Governments, businesses, financial institutions, and other goods and services providers provide high speed information transmitting services that enable users to rapidly access information, exchange information, and conduct business. The information transmission services include Web applications, electronic mail, electronic file transfers, and other electronic services that enable users to electronically transmit information. For example, electronic services can be used to conduct electronic funds transfers (“EFTs”), electronic data interchanges (“EDIs”), electronic benefits transfers (“EBTs”), and electronic trade confirmations (“ETCs”). An EFT service allows a payer to electronically debit the payer's account with a first bank and forward credit information to electronically credit a payee's account with a second bank. An EDI service allows transmission-channel users to electronically exchange documents, such as purchase orders, invoices, bills of lading, corporate EFTs, and other documents. An EFT service involves the transfer of public entitlement payments, such as welfare or food stamps, to merchants' accounts so that beneficiaries can purchase goods and services. An ETC service allows for acknowledgement of details regarding securities transactions, such as stock and bond transactions, to be electronically transferred between a buyer and a seller of securities.
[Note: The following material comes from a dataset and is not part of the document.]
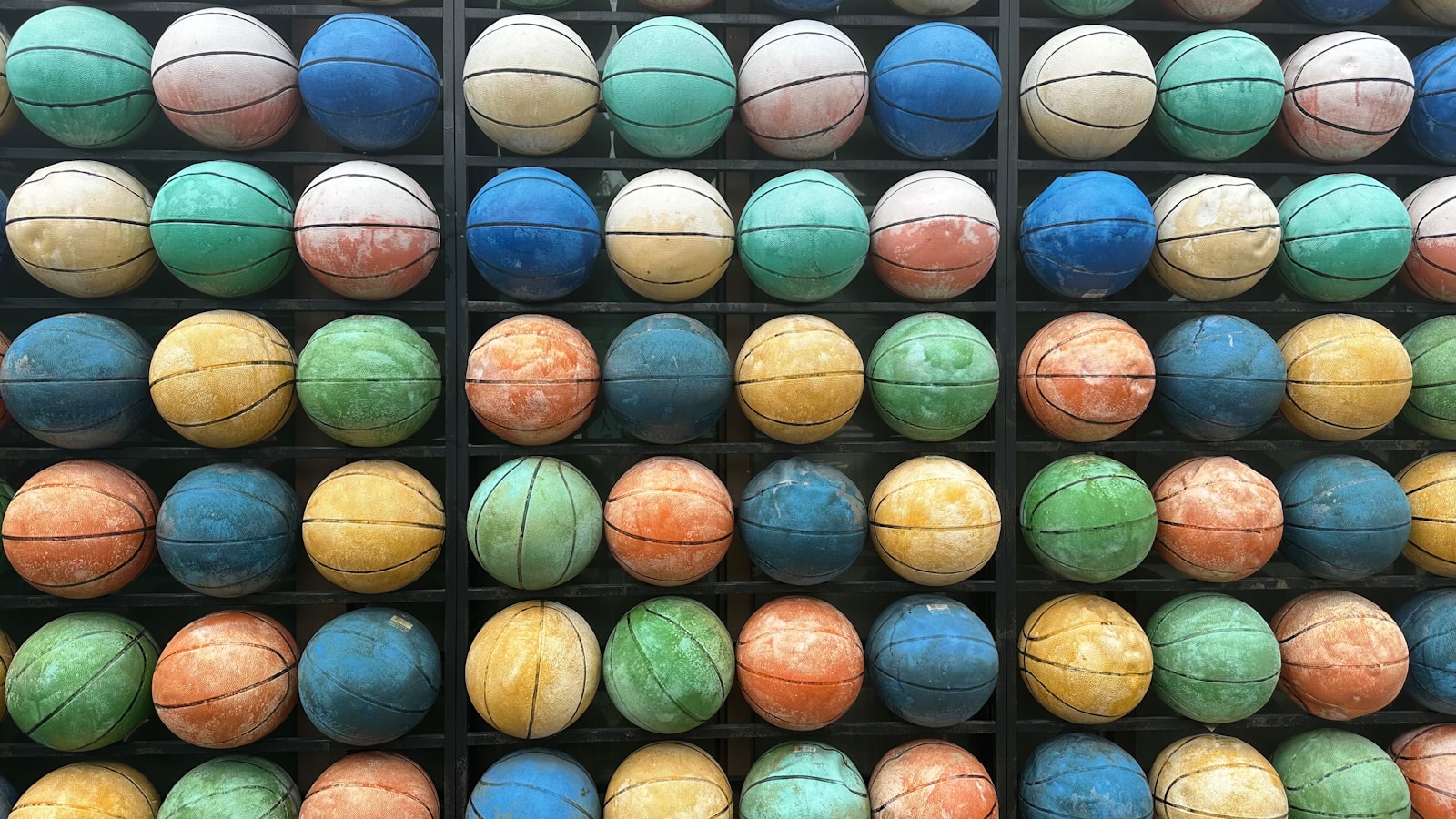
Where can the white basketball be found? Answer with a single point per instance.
(531, 85)
(803, 89)
(1087, 92)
Information is typically transmitted between goods and services providers in single transmission channels, such as in channels implemented in wires or optical fibers. FIG. 1 illustrates various transmission channels employed in a transaction between a customer and a merchant. In FIG. 1, directional arrows, such as directional arrow 101, represent single transmission channels that are used to electronically transmit information. A customer 102 can pay for goods or services offered by a merchant 103 by providing debit-card information and other customer information using a merchant Web application. Alternatively, the customer 102 can transmit debit-card information by swiping the customer's debit card through the merchant's 103 terminal. The information is then transmitted to a bank processor 104 that checks the information to determine whether or not the transaction is authentic. When the transaction is determined to be authentic, the bank processor 104 contacts the customer's bank 105 to determine whether or not sufficient funds are available in the customer's bank account. When the information is incorrect or there are insufficient funds available, the bank processor 104 notifies the merchant 103 and the transaction is terminated. When the information appears to be correct and there are sufficient funds available, the bank processor 104 directs the customer's bank 105 to transfer funds to the merchant's bank 106 and notifies the merchant 103 that the transaction has been completed successfully. The merchant 103 then notifies the customer 102 that the transaction has been completed successfully. The debit-card transaction can be typically completed in less than one minute.
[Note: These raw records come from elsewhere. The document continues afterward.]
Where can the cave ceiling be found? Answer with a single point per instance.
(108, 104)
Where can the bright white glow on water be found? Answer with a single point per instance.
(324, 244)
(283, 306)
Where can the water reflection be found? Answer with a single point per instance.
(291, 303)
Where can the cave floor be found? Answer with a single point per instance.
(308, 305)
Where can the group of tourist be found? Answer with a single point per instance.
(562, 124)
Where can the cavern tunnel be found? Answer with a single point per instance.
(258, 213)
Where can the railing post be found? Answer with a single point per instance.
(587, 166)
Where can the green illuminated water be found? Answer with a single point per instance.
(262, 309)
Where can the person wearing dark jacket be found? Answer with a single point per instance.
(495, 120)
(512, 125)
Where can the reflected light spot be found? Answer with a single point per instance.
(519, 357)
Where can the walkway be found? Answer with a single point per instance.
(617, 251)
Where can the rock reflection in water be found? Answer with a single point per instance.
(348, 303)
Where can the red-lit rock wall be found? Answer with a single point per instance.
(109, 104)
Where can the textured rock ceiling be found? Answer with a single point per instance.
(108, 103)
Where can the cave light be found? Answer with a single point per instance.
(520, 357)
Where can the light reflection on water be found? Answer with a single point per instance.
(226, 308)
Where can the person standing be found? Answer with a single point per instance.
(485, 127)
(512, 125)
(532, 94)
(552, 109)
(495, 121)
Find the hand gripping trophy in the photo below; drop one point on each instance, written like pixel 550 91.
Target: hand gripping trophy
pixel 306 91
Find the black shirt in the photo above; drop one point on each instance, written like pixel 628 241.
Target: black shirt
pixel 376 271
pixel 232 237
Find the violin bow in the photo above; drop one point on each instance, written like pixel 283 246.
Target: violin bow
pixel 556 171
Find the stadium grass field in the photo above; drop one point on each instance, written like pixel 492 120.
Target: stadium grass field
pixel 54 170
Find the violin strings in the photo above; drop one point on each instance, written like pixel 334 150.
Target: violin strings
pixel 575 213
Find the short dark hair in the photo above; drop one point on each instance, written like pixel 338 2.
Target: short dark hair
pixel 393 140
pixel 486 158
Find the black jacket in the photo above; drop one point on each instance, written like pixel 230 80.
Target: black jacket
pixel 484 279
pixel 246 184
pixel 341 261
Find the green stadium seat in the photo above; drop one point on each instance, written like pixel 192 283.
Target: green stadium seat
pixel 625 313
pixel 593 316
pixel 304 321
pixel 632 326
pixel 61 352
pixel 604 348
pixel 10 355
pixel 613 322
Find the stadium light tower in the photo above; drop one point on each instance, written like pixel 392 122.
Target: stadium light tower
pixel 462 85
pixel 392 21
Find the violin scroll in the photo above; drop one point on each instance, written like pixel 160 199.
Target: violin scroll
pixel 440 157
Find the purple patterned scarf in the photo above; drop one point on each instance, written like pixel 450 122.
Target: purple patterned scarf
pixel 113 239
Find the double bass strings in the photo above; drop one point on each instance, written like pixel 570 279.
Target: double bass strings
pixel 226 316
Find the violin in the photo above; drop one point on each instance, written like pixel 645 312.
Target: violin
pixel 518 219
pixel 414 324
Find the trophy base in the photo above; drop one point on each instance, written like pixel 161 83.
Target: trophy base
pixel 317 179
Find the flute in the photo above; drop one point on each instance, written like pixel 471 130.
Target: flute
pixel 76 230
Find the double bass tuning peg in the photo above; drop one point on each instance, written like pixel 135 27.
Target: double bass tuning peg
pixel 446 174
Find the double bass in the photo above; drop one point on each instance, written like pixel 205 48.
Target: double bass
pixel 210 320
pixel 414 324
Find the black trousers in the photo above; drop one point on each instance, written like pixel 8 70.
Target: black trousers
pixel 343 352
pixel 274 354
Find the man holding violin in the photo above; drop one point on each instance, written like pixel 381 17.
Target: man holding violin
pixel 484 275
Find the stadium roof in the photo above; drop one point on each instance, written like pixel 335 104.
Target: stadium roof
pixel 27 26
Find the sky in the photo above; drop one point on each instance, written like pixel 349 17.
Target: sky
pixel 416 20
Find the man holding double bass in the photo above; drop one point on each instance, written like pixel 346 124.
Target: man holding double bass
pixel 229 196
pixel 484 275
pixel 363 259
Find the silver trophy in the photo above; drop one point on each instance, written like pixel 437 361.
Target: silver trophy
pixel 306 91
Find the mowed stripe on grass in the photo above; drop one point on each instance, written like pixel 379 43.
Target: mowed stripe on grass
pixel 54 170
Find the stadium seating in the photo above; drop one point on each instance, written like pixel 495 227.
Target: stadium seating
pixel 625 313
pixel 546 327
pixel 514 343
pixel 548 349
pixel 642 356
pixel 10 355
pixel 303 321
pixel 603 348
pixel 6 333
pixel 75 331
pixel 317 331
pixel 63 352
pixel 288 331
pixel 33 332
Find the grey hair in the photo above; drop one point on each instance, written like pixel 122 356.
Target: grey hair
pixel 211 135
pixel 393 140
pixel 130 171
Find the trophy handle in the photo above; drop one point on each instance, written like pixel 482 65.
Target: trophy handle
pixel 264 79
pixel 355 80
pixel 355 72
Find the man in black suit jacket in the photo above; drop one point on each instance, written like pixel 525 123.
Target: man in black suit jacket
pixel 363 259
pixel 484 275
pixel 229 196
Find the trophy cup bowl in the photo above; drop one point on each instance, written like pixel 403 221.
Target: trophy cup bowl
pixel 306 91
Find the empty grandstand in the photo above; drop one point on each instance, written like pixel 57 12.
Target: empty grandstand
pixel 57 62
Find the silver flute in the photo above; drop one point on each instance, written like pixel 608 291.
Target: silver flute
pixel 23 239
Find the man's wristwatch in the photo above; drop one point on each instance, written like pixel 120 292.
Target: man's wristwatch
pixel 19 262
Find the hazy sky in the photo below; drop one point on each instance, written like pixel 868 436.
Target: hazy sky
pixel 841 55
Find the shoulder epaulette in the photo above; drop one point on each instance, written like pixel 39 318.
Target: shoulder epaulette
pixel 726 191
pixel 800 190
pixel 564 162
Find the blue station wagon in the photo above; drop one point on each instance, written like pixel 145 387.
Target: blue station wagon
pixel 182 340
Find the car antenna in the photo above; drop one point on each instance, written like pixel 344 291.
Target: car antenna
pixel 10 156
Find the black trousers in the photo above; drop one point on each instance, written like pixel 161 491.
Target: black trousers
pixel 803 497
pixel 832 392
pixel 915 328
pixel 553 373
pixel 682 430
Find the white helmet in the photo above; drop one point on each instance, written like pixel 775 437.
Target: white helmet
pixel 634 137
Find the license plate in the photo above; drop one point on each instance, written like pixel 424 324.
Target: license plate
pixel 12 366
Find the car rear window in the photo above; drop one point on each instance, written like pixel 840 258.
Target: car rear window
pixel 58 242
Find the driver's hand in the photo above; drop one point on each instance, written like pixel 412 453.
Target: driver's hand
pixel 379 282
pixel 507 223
Millions of electronic transactions are conducted each day using the same or similar methods as the debit card transaction and depend on reliable transmission channels to exchange information. However, rapid development of methods and systems for transmitting information over transmission channels has created an environment for criminals to target goods and services providers and transmission-channel users. Individual criminals, criminal organizations, terrorists, and adversarial governments have developed innovative methods and systems to maliciously disrupt financial markets, steal funds from financial services providers and individuals, and maliciously deny transmission-channel users access to the transmission channels. As a result of the rise in criminal activities targeting transmission-channel users, an electronic security (“e-security”) industry has emerged. E-security companies have developed computer programs to actively monitor computer-system content and to examine computer systems for potentially destructive routines and computer programs, such as viruses, worms, and Trojan horses. Network-intrusion-detection applications and systems have been developed to monitor network traffic and to alert a system administrator when a malicious user is attempting to gain unauthorized access to a computer system. Cryptographic methods and systems have been developed to protect confidential communications by encrypting data using complex algorithms prior to transmission of the data from a service location to a remote destination and by decrypting received, encrypted information at the remote destination.
In addition to malicious computer-program-based attacks, malicious transmission-channel disruptions pose another kind of potential threat to the security of information-channel users. A malicious transmission-channel disruption is intended to maliciously prevent, intercept, or eavesdrop on information transmissions. For example, in FIG. 1, a criminal may cut or tap into the transmission channel 107 by a physical means, such as by cutting a number of optical fibers or wires, to prevent the customer's bank 105 and the merchant's bank 106 from exchanging funds, leading to delaying or denying transactions between tens, hundreds, thousands, and even millions of customers and merchants. Although methods and systems have been developed to prevent many kinds of malicious computer-program-based attacks on transmission-channel users, designers, manufacturers, and users of transmission channels have been slow to develop methods and systems that, in general, circumvent transmission-channel disruptions. As a result, designers, manufacturers, and users of transmission channels have recognized a need for new methods and systems that can be used to circumvent transmission-channel disruptions.